Early in the third period, the Americans went to the power play again and pressed hard, hitting another goalpost and forcing Kickert to be sharp, but the Vienna Capitals keeper was holding steady.
But the Austrians could only play with fire for so long. With 11:37 to play, Huber tried to knock the puck down with his hand, but it got stuck in his glove and he got called for closing his hand on the puck. It took just 20 seconds for the U.S. power play to finally cash in, with Adam Gaudette firing a perfect wrist shot to the far top corner, over Kickert’s blocker.
With just over two minutes to play, the Americans had their best chance to take the lead when Karson Kuhlman unleashed a slapper on a 3-on-2 rush that hit the bottom of Kickert’s glove and dribbled wide of the post. Kasper then led a rush back up the other way and whistled a shot just wide.

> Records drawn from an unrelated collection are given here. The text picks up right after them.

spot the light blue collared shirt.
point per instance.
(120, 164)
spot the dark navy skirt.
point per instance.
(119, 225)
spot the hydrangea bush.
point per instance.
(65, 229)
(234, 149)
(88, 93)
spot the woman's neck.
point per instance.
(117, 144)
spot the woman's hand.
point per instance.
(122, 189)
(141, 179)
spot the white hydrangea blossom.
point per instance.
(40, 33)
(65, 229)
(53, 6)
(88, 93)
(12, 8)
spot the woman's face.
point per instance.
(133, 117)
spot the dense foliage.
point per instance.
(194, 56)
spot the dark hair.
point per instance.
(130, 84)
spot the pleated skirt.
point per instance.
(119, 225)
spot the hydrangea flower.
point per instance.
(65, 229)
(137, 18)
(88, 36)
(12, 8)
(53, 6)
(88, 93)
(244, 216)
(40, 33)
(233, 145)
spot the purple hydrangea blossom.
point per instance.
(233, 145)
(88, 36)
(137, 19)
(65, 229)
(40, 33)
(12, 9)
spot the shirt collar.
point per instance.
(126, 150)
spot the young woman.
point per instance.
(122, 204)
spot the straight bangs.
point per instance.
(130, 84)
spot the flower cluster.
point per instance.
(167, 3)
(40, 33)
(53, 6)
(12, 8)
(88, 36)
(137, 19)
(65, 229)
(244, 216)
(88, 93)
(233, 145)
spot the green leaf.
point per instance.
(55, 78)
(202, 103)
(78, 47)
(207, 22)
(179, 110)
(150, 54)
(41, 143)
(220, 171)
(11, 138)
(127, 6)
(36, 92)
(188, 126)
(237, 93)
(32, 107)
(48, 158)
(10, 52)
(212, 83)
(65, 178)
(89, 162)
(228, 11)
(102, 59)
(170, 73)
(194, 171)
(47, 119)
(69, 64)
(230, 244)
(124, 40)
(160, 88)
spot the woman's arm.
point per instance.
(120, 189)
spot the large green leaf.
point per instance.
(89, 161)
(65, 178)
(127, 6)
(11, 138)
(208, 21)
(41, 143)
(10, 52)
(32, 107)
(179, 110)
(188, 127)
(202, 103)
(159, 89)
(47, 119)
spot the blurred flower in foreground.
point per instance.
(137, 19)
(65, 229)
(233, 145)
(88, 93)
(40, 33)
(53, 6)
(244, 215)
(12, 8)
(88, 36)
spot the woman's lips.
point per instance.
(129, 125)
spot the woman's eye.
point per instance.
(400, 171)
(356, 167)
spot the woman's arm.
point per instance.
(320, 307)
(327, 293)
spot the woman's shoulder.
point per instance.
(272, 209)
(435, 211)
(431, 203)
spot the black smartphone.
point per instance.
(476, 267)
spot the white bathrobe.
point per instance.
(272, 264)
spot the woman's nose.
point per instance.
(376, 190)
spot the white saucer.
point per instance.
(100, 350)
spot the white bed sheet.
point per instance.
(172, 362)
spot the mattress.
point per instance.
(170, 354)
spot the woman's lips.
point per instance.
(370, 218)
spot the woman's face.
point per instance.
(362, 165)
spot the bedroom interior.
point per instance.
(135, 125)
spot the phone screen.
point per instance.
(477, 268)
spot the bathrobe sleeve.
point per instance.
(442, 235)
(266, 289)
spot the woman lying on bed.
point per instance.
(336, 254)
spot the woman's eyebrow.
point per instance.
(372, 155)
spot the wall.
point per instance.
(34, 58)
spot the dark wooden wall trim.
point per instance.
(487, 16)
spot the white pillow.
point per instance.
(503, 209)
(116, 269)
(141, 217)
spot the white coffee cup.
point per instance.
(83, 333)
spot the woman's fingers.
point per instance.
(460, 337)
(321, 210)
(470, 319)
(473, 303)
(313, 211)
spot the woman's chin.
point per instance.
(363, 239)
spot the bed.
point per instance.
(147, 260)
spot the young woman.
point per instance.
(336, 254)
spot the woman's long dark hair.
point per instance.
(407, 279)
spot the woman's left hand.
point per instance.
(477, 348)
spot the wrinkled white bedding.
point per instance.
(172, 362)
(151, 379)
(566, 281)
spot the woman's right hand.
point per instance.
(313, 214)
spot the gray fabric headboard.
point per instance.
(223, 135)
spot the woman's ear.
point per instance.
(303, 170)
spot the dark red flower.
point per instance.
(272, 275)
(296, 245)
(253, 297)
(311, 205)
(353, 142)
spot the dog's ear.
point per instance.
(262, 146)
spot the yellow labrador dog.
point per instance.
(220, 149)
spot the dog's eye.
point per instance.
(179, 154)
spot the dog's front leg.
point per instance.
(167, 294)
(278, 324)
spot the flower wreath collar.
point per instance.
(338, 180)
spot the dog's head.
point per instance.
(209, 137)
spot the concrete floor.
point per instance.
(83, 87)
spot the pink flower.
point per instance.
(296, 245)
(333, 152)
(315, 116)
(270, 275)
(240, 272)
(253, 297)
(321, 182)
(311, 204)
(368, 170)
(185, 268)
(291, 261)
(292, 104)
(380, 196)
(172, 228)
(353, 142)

Sam Lafferty was called for interference with 55 seconds left in the third period, giving the Austrians a power play that carried over into overtime, but they couldn’t capitalize. Their best chance came with the teams at 3-on-3, with Peter Schneider ringing a shot off the crossbar.
But with just under two minutes to play in overtime, Sean Farrell found Hughes with the long pass, and the New Jersey Devils prospect skated in alone from the centre red line, beating Kickert under the glove.
“I think they came out really hard, we didn’t have a great start but it’s important how we finished,” said Hughes. “We came out in the second and third and brought out game, brought our pace. It’s huge for our team in this tournament to find a win coming from behind and hopefully we can start fast in the next game.”
“It’s really good for Austria to get a point but I think we could have won it in regulation,” said Kasper. “We had a chance there on the power play so it’s tough to lose that way.”